JunOS SNMP performance hints

darkfader · September 23, 2023, 2:42pm

This is a followup to threads like this one:

The core problem is that JunOS has a different SNMP daemon than most OS and it is handling bulk-getting of the tables very badly. This can lead to high CPU load and very slow processing of the requests made by checkmk. The issue scales with the number of active interfaces.

Here’s some advice how you can create filters for the snmp tables that will lessen the pain.

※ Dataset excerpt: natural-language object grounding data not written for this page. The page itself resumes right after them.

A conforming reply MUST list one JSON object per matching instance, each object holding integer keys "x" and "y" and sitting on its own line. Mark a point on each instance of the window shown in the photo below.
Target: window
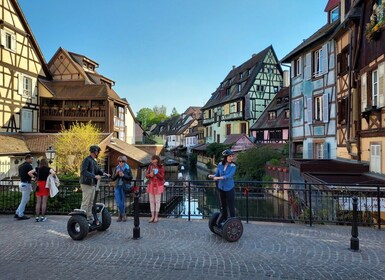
{"x": 343, "y": 61}
{"x": 243, "y": 128}
{"x": 375, "y": 88}
{"x": 272, "y": 115}
{"x": 297, "y": 67}
{"x": 334, "y": 14}
{"x": 375, "y": 158}
{"x": 228, "y": 129}
{"x": 319, "y": 150}
{"x": 297, "y": 109}
{"x": 318, "y": 57}
{"x": 8, "y": 40}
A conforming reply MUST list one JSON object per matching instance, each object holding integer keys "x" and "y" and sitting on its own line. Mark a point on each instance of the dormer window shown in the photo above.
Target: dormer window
{"x": 334, "y": 14}
{"x": 272, "y": 115}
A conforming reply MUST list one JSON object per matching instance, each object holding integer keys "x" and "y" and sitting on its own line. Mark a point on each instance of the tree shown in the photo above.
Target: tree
{"x": 251, "y": 163}
{"x": 144, "y": 116}
{"x": 72, "y": 146}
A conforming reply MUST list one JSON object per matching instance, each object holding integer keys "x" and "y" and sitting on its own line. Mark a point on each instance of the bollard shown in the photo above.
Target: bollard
{"x": 354, "y": 241}
{"x": 136, "y": 229}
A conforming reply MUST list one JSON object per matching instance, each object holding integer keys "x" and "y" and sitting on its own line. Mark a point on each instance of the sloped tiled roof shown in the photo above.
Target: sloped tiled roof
{"x": 131, "y": 151}
{"x": 279, "y": 104}
{"x": 320, "y": 34}
{"x": 255, "y": 63}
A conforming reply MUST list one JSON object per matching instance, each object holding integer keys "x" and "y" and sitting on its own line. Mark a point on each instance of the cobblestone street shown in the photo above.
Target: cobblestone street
{"x": 178, "y": 249}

it has no effect to disable services on the server
you can use filter-interfaces on the switch to simply not report some interfaces
you can also use it to not report subinterfaces

that way, the volume of interfaces and polled OIDs loses the scaling issue.

Here’s an example configuration showing the most minimal snmp setup

xx@sw-da-ug-1# show snmp 
/* https://www.juniper.net/documentation/us/en/software/junos/network-mgmt/topics/topic-map/configuring-basic-snmp.html#id-filtering-interface-information-out-of-snmp-get-and-getnext-output */
filter-interfaces {
    interfaces {
        ipip;
        gre;
        jsrv;
        mtun;
        lsi;
        pimd;
        pime;
        tap;
        fti0;
        dsc;
        vme;
        "(a|t|x|g)e-[0-9]\/[0-9]+\/[0-9]+\.0$";
        gr-0/0/0;
        "irb$";
    }
    all-internal-interfaces;
}
community public {
    authorization read-only;
}

What this is doing:

filter out all internal stuff (OK on switches, but you need to modify if you run BGP or similar stuff that uses some of them)
filter out all SUBinterfaces/units on ethernet ports
filter out the main L3 interface (irb) but not any SUBinterfaces on that (irb.0, …)
filter out the vme interface, but keeping the vme0.0 subinterface (but please check on that in your env, especially if you run/don’t run VC)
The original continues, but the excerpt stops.